Within the SECUREU fellowship framework, he is working on perceptions of language-related threats and the securitization of various aspects of language policies by nation states in response to (anticipated) changes in sociolinguistic makeup due to migration.

Zeyno Kececioglu (Koç University)

Host institution: Institut Barcelona d’Estudis Internacionals (IBEI)
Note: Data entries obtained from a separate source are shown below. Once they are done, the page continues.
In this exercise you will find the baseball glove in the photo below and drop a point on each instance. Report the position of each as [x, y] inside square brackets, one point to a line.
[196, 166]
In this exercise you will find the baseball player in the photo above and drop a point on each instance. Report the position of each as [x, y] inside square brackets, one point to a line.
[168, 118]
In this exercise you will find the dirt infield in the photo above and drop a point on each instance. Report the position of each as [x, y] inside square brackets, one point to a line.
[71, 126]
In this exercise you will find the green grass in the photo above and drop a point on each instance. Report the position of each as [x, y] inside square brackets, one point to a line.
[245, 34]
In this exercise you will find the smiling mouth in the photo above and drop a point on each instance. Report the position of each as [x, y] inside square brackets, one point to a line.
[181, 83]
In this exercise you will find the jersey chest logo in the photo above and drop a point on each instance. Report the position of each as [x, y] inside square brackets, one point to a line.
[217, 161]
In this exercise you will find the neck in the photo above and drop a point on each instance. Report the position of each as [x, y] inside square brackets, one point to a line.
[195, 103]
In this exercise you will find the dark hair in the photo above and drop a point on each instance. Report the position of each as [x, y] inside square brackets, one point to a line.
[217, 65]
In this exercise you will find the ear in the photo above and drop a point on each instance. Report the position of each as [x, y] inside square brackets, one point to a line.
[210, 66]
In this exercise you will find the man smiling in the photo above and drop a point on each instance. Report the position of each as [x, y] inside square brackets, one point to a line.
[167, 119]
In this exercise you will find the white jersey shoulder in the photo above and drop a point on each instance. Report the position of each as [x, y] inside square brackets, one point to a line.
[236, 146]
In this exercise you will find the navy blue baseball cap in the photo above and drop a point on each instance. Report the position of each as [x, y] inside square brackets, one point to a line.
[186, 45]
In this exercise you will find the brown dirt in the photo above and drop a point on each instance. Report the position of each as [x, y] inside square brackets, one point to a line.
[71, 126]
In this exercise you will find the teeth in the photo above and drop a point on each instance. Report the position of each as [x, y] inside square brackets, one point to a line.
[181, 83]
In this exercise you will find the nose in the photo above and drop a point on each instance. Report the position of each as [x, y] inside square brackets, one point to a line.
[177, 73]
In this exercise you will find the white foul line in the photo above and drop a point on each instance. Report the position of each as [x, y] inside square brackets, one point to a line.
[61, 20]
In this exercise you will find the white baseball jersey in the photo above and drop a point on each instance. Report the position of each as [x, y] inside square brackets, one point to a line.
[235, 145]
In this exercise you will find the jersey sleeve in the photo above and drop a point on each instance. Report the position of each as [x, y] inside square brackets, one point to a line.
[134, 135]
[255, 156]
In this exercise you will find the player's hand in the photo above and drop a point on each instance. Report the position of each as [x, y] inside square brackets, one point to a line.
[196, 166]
Research project: Intersection between Nationalism, Ontological Security, and Abortion Policies

Zeyno Kececioglu is a Ph.D. student in the International Relations Department at Koç University, Istanbul, Turkey. She has actively engaged in academic pursuits since September 2018 as a research and teaching assistant at both Sabancı and Koç Universities. Her MA thesis examines the effect of ethnic and religious ties on the emergence and persistence of solidarity between Arab-Turkish citizens and Syrians in Turkey and the areas of contestation and conflict between the two communities. Within the scope of her doctoral dissertation, she aims to illuminate the diverse patterns exhibited in abortion legislation on a global scale. Employing a multifaceted approach, her research will involve in-depth case studies and comprehensive comparative quantitative analysis to unveil the fundamental causal mechanisms that inform the development of abortion laws. Notably, she has had the opportunity to present her research findings at prestigious international conferences, including those organized by the Association for the Study of Nationalities (ASN), The Center for Comparative Research on Democracy (CCRD) Humboldt University in Berlin, the Arab Center for Research and Policy Studies International Winter School, Qatar and the ECPR General Conference 2023. Her research interests encompass the fields of nationalism and religion, state-making, migration studies, and identity politics.